Слышу умолкнувший звук божественной эллинской речи:
Старца великого тень чую смущенной душой.
Эти пушкинские строки на перевод Гнедича «Илиады» можно было бы поставить эпиграфом к биографии Шлимана.
Ибо тень Гомера смутила его и завладела им на всю жизнь.
Еще ребенком он слышал от отца о героях Гомера, а затем величайшая во всей истории человечества эпическая поэма наполнила его душу своим гулким строем, юным, как сама гомеровская Греция, кипением страстей, ратными подвигами богов и царей, их победными кликами и воплями отчаяния, торжественной ясностью, простотой и силой повествования, могучими образами, отчеканенными в гекзаметрах.
Еще ребенком Генрих Шлиман объявил отцу:
— Я не верю, что ничего не осталось от Трои. Я найду ее. И нашел... Но до этого он еще совершил много дел.
Сын скромного пастора, оставшегося под конец жизни без всяких средств, Генрих Шлиман был вынужден бросить школу, чтобы зарабатывать на пропитание. Он служит приказчиком в лавке, юнгой на корабле и даже просит милостыню. А затем... затем он мало-помалу преуспевает в коммерции, становится обеспеченным человеком и, наконец, наживает значительное состояние. Причем самую крупную операцию он осуществляет в России: поставка селитры для русской армии в Крымскую кампанию приносит ему миллионы.
Другим его достижением в это время было знание языков. По своей собственной системе он изучает язык за языком так, чтобы свободно на нем говорить и писать, для чего ему требуется неполных полтора месяца. «Я штудирую Платона, — отмечает он, например, — с таким расчетом, что если бы в течение ближайших шести недель он должен был бы получить от меня письмо, то мог бы понять мною написанное». Среди доброго десятка других современных языков овладевает он (еще до поездки в Россию) и русским — при помощи словаря да... где-то раздобытой им «Телемахиды» В. Тредьяковского.
Как видно, это был человек незаурядных способностей.
Знание языков помогло Шлиману в его торговых операциях, а нажитые им миллионы позволили ему приступить к осуществлению заветной мечты: из-под пластов земли, нагроможденных тысячелетиями, открыть развалины великого города вместе с сокровищами его царя.
Ибо, вопреки мнению многих тогдашних ученых, рассматривавших «Илиаду» и «Одиссею» всего лишь как мифические сказания, он верил в их правду, верил Гомеру до конца.

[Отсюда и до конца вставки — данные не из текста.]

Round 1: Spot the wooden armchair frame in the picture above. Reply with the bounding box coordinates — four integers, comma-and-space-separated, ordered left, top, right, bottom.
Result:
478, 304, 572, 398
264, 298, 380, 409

И приступил к раскопкам в месте, которое наиболее соответствовало, даже в деталях (охват крепостных стен, примерное расстояние от моря и т. д.), описаниям Гомера. То был Гиссарлыкский холм на малоазиатском побережье Эгейского моря.
Сотня рабочих копала под руководством Шлимана. Но этот, к тому времени уже пожилой человек, не был ученым-археологом: переворачивая пласты земли, он многое открывал, но одновременно и многое разрушал в ходе работы — в этом его непростительная вина перед наукой. Под холмом Шлиман думал обнаружить древний город, а их оказалось целых семь (впоследствии даже тринадцать), возникших один над другим, точнее, над развалинами другого. Он нашел золотой клад, решил, что это сокровища царя Приама, и объявил, что откопал город, о котором было сказано у Гомера:
Будет некогда день, и погибнет священная Троя, С нею погибнет Приам и народ копьеносца Приама.
Впоследствии оказалось, что Шлиман ошибся: град Приама лежал выше того, который он принял за Трою. Но подлинную Трою, хоть и сильно попортив ее, он все же откопал, не ведая того, подобно Колумбу, не знавшему, что он открыл Америку. Найденный же Шлиманом клад принадлежал царю, жившему за тысячу лет до Приама.
А затем Шлиман отправился на Пелопоннес, опять-таки следуя указаниям Гомера, чтобы открыть «златообильные» Микены, где царствовал некогда победитель троян, вождь ахейцев и предводитель союзного войска, «владыка мужей» Агамемнон.
Шлиман откопал Микены и нашел там в царских могилах сокровищницу с грудой бесценных золотых украшений. Быть может, не самого Агамемнона, но Шлиман мог объявить с полным правом: «Я открыл для археологии совершенно новый мир, о котором никто даже и не подозревал».
Славы Шлиман достиг беспримерной, можно сказать, что он был одним из самых знаменитых людей своего времени.
А на Крите Эванс продолжил и завершил его дело.
Микенское искусство кажется нам более грубым, чем критское. Росписи в соседнем с Микенами Тиринфе более схематичны, менее живописны, чем в Кноссе, хоть некоторые сцены и не лишены динамизма. Влияние Крита в них несомненно, но критская волшебная легкость исчезла вместе с несравненным критским изяществом и изобразительным мастерством.